自分が、なぜ醤油と鰹節にこだわったのか知って欲しかったのだ。
「いや、確かにこれはうめえ」
「本枯れ節さえ作れれば、もっとうまいんです」
がっかりした表情で良之は肩を落とした。
「時機もあるのさ御所様。鰹節の仕込みは5月頃だと思う。もう仕込もうにも鰹は捕れねえからな」
佐大夫は慰めた。言われればその通りかも知れないと、良之も思った。
だが、その頃はその頃で忙しく、おそらく見向きもされないだろう。
鰹節の焙燻仕込みは紀州ではじまったが、カビ付けは土佐ではじまり、本枯れは伊豆で完成した。
全て、必要が発明を生んでいる。
大量の鰹を腐らせないよう、一括して処理するために、燻製小屋での焙燻を発明した紀伊。
輸送中にカビて廃棄せざるを得なかった消費地から遠い土佐で、カビても品質が落ちるどころか、特定の白カビが付けばむしろうまみが凝縮させることに気づいた土佐。
さらに消費地から遠距離だったため、カビを落としてもまた発生し、それを数回繰り返すと、鰹節自体の熟成が進んで、従来のものとは比べものにならない品質になると気づいた伊豆。

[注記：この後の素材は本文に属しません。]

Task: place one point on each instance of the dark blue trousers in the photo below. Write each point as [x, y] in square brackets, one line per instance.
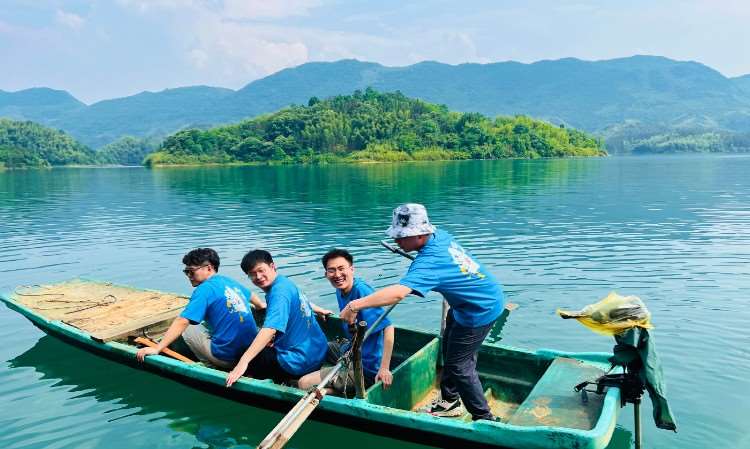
[460, 379]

物事には、そうして進んでいかねばならない事もある。と気づかされた気がした良之だった。
孫一は、もうすっかり元気になったようだが、万一のために良之は、佐大夫にポーションをふたつ手渡した。
「もう大丈夫と思いますが、念のため取っておいて下さい」
と、孫一のために特別に提供することをにおわせた。
「無闇に使うべきではないし、今後提供できるかも分かりません」
作れるか分かりませんから、というと、その希少さが理解出来たのだろう。佐大夫は、深く秘す事を約束した。

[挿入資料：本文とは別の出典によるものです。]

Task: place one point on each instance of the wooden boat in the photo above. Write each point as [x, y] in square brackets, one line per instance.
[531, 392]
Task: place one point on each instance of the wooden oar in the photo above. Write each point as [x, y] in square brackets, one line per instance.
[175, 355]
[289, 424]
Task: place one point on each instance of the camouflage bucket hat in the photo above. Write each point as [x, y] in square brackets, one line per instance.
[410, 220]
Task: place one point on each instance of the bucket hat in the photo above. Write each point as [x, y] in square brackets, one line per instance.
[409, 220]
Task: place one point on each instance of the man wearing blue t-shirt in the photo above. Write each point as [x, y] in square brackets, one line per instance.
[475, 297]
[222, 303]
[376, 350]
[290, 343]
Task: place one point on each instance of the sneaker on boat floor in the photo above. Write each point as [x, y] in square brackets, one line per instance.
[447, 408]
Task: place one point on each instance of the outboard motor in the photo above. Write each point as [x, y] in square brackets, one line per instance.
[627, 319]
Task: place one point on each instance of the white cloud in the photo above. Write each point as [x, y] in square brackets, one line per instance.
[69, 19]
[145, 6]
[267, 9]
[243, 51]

明日、旅立つと告げると、佐大夫はひどく名残惜しそうに一同を送り出してくれた。
ちなみに、雑賀でも、何かあったら情報を堺の皮屋に上げてくれると約束してくれた。
それと、湯浅の醤油屋についても、何くれなく面倒を見てくれると言った。
「いつか、今回のお礼を出来る時も来るだろう」
佐大夫はそんなことを言っていた。